Notfallkarte kann Leben retten

Seniorenbeirat Rehburg-Loccum und ASB geben kostenlose Exemplare heraus.

Zufrieden: (v.l.n.r.) Bürgermeister Martin Franke, Gabriele Stolper vom Seniorenbeirat und Matthias Henze vom ASB halten die druckfrischen Notfallkarten in der Hand.
Foto: ASB/A. Diekmann

Rehburg.\\ Die Rufnummer einer Vertrauensperson, Grunderkrankungen, Vorliegen einer Patientenverfügung – in einem Notfall kann wichtig sein, dass solche Daten schnell zur Verfügung stehen.

Eine Notfallkarte, in die alle wichtigen medizinischen Informationen eingetragen werden können sowie ein auffälliger Aufkleber, der auf das Vorhandensein sowie den Aufbewahrungsort der Notfallkarte hinweist und an einem gut sichtbaren Ort in der Wohnung aufgeklebt werden kann, soll dies in und um Rehburg-Loccum zukünftig begünstigen.

Schnellere Informationen im Notfall

„Wenn man im Ernstfall die Krankengeschichte, Medikamente oder Besonderheiten wie Herzschrittmacher oder Diabetes erst recherchieren muss, verliert man oft wertvolle Zeit.", erklärt Rettungssanitäter Matthias Henze. Der Fahrdienstleiter, Erste-Hilfe-Ausbilder, Kunden- und Menüberater lässt es sich trotz seiner sehr eingeschränkten Zeit nicht nehmen, bisweilen selbst auf den Rettungswagen zu steigen und weiß wovon er spricht.

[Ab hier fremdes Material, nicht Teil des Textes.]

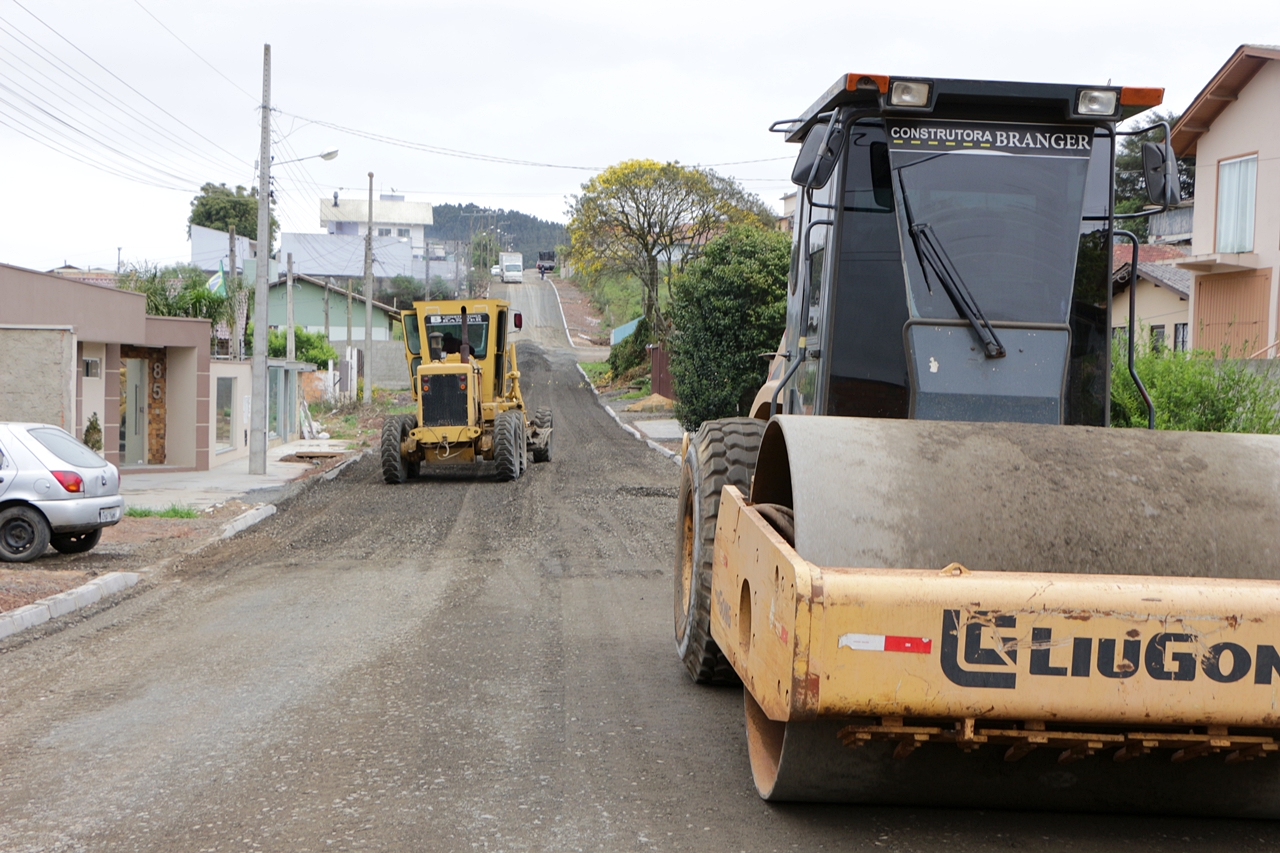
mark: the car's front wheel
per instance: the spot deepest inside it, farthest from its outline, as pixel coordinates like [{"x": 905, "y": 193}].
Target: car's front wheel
[
  {"x": 76, "y": 542},
  {"x": 23, "y": 534}
]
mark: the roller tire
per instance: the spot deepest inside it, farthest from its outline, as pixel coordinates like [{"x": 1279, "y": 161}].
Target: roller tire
[
  {"x": 394, "y": 469},
  {"x": 543, "y": 420},
  {"x": 76, "y": 542},
  {"x": 23, "y": 534},
  {"x": 506, "y": 447},
  {"x": 721, "y": 454}
]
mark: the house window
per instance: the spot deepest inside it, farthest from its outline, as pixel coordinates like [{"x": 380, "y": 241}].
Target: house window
[{"x": 1237, "y": 186}]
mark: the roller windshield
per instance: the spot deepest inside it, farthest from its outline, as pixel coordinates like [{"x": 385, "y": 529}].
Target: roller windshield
[{"x": 1004, "y": 201}]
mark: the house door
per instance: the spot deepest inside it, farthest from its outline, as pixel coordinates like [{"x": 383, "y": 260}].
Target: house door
[{"x": 133, "y": 413}]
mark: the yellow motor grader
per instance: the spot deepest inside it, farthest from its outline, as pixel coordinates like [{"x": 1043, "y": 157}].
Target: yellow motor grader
[
  {"x": 938, "y": 575},
  {"x": 466, "y": 386}
]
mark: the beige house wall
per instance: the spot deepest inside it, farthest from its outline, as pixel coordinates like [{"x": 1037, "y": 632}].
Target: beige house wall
[
  {"x": 241, "y": 373},
  {"x": 1155, "y": 306},
  {"x": 1248, "y": 126},
  {"x": 92, "y": 388}
]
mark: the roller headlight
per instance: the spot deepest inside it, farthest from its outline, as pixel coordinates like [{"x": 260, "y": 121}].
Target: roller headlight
[{"x": 1097, "y": 101}]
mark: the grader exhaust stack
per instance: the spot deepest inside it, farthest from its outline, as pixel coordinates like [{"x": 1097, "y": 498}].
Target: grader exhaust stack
[{"x": 937, "y": 574}]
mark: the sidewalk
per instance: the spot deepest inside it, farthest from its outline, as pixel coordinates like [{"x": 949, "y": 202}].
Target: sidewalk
[{"x": 200, "y": 489}]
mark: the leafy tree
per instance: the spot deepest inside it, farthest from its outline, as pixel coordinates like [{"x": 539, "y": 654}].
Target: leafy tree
[
  {"x": 728, "y": 306},
  {"x": 1192, "y": 391},
  {"x": 439, "y": 288},
  {"x": 650, "y": 219},
  {"x": 484, "y": 250},
  {"x": 219, "y": 208}
]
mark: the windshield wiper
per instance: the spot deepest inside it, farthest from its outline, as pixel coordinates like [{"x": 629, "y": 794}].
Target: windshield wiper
[{"x": 933, "y": 256}]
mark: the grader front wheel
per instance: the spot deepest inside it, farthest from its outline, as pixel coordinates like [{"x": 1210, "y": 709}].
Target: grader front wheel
[
  {"x": 396, "y": 469},
  {"x": 722, "y": 452}
]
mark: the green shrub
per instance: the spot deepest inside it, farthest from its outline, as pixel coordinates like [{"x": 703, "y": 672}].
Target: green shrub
[
  {"x": 1192, "y": 391},
  {"x": 727, "y": 308},
  {"x": 630, "y": 351}
]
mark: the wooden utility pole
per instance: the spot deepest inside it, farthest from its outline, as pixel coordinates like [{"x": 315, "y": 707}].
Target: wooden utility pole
[
  {"x": 257, "y": 406},
  {"x": 327, "y": 288},
  {"x": 289, "y": 343},
  {"x": 237, "y": 329},
  {"x": 369, "y": 299}
]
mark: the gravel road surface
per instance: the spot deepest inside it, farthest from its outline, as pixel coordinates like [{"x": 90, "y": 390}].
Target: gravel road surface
[{"x": 453, "y": 664}]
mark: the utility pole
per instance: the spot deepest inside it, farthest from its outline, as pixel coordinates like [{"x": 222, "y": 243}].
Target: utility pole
[
  {"x": 289, "y": 343},
  {"x": 257, "y": 407},
  {"x": 237, "y": 334},
  {"x": 369, "y": 299},
  {"x": 327, "y": 288}
]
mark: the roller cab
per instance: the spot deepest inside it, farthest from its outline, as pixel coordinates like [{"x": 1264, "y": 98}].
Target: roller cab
[{"x": 937, "y": 573}]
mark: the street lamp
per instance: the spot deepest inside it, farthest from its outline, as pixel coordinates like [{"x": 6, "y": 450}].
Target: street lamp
[{"x": 324, "y": 155}]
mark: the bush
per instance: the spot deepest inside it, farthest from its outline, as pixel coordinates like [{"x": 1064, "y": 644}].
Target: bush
[
  {"x": 630, "y": 352},
  {"x": 727, "y": 308},
  {"x": 1192, "y": 391}
]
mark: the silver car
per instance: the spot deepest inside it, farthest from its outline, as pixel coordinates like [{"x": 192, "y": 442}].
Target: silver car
[{"x": 53, "y": 491}]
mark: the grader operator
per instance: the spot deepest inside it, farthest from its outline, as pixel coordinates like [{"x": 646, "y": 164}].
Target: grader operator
[
  {"x": 937, "y": 574},
  {"x": 466, "y": 387}
]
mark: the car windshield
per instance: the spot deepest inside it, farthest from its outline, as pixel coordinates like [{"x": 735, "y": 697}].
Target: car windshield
[
  {"x": 1008, "y": 214},
  {"x": 65, "y": 447},
  {"x": 451, "y": 327}
]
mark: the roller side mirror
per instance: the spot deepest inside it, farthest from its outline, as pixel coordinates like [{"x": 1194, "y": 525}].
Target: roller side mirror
[{"x": 1160, "y": 169}]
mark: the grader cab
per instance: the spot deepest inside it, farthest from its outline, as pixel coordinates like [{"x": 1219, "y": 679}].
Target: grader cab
[
  {"x": 466, "y": 388},
  {"x": 938, "y": 575}
]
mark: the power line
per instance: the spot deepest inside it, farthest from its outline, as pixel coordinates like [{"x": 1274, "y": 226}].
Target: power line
[
  {"x": 251, "y": 96},
  {"x": 97, "y": 91},
  {"x": 117, "y": 77}
]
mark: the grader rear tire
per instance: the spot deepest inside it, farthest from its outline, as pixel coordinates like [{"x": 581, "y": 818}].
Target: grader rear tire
[
  {"x": 394, "y": 468},
  {"x": 508, "y": 443},
  {"x": 721, "y": 452},
  {"x": 543, "y": 420}
]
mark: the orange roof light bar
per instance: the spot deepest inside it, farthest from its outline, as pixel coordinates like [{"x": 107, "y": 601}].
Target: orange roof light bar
[
  {"x": 1137, "y": 96},
  {"x": 853, "y": 82}
]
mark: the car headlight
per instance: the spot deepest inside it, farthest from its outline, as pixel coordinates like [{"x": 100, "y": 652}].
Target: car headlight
[{"x": 1097, "y": 101}]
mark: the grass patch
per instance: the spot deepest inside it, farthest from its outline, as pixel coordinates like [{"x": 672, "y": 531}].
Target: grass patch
[
  {"x": 595, "y": 370},
  {"x": 173, "y": 511}
]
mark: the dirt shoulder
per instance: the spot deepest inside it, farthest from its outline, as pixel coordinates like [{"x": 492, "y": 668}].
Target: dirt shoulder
[{"x": 584, "y": 325}]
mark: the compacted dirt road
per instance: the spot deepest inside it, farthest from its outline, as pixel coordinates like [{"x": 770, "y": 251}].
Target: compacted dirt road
[{"x": 453, "y": 664}]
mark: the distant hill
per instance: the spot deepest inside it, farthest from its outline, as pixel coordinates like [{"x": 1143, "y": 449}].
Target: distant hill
[{"x": 528, "y": 235}]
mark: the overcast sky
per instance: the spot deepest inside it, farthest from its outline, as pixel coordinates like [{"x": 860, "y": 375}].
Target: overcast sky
[{"x": 562, "y": 83}]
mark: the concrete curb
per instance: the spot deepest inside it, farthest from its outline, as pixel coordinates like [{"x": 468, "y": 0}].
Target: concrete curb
[
  {"x": 65, "y": 602},
  {"x": 248, "y": 519},
  {"x": 673, "y": 456},
  {"x": 563, "y": 319}
]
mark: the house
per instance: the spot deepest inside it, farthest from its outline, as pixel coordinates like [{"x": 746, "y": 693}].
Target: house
[
  {"x": 321, "y": 306},
  {"x": 393, "y": 217},
  {"x": 1233, "y": 131},
  {"x": 73, "y": 350},
  {"x": 1161, "y": 297}
]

Henze erinnert er sich an Einsätze, die für den Patienten vielleicht vorteilhafter hätten ausgehen können, hätte es bestimmte Hinweise einfach schneller gegeben.

Martin Franke: "Wichtiger Impuls für Rehburg-Loccum

Um solche Situationen in und um Rehburg-Loccum demnächst weitestgehend zu vermeiden, wurde die Notfallkarte mit zugehörigem Hinweisaufkleber ins Leben gerufen. Die Initiative des Seniorenbeirates der Stadt stieß nicht nur beim ASB sofort auf offene Ohren, sondern auch bei Bürgermeister Martin Franke: „Die Notfallkarte ist ein wirklich wertvoller Impuls für unsere Stadt und kann im Notfall Leben retten."

Abgekupfert aber Auszgezeichnet.

Gabriele Stolper vom Seniorenbeirat räumt ein: „Die Idee ist nicht neu." Rehburg-Loccum folge dem guten Beispiel vieler anderer Städte. „Aber die Idee ist so gut, dass es sich sehr lohnt, sie zu übernehmen und wir freuen uns umso mehr, dass wir mit dem ASB einen so kompetenten Partner für das Projekt begeistern konnten", freut sie sich.

Überarbeitet vom Fachpersonal

Unter Mitwirkung des ASB-Rettungsdienstpersonals und Verbandsärztin Sylvia Finkelmann wurden die für Ersthelfer, Rettungsdienst, Notarzt und Krankenhaus wesentlichsten Erstinformationen zusammengestellt, um eine gute Behandlung einzuleiten. Damit richtet sich die Notfallkarte längst nicht mehr nur an Alleinlebende oder Senioren.

„Wenn Patienten nicht sprechen können und Angehörige abwesend sind oder unter Schock stehen, müssen wir auf die kostbaren Auskünfte verzichten", erzählt Sylvia Finkelmann. Und diese Situation sei gar nicht so selten, wie man erst einmal annimmt, meint sie.

Kostenlos erhältlich auf der Wirtschaftsschau in Rehburg-Loccum

Auf der Wirtschaftsschau in Rehburg am 18. und 19. März 2017 wird die Notfallkarte zum ersten Mal der Öffentlichkeit vorgestellt. Dort ist sie gemeinsam mit dem zugehörigen Hinweisaufkleber sowohl am Stand des Seniorenbeirates als auch beim ASB kostenlos erhältlich. Mitglieder des Seniorenbeirates und Mitarbeiter des ASB sind dann auch gleich beim Ausfüllen behilflich.

„Es ist uns sehr wichtig, dass die Notfallkarten nicht einfach in der Tasche verschwinden und letztlich im Abfall landen", begründet Gabriele Stolper dieses Angebot.

Aktualisierung empfohlen

Schließlich empfiehlt der ASB die Notfallkarte regelmäßig zu aktualisieren und auch dem Hausarzt zur Vervollständigung oder Korrektur gelegentlich vorzulegen.

Nach der Gewerbeschau ist die Karte dann beim ASB oder auch bei der Stadt Rehburg-Loccum erhältlich.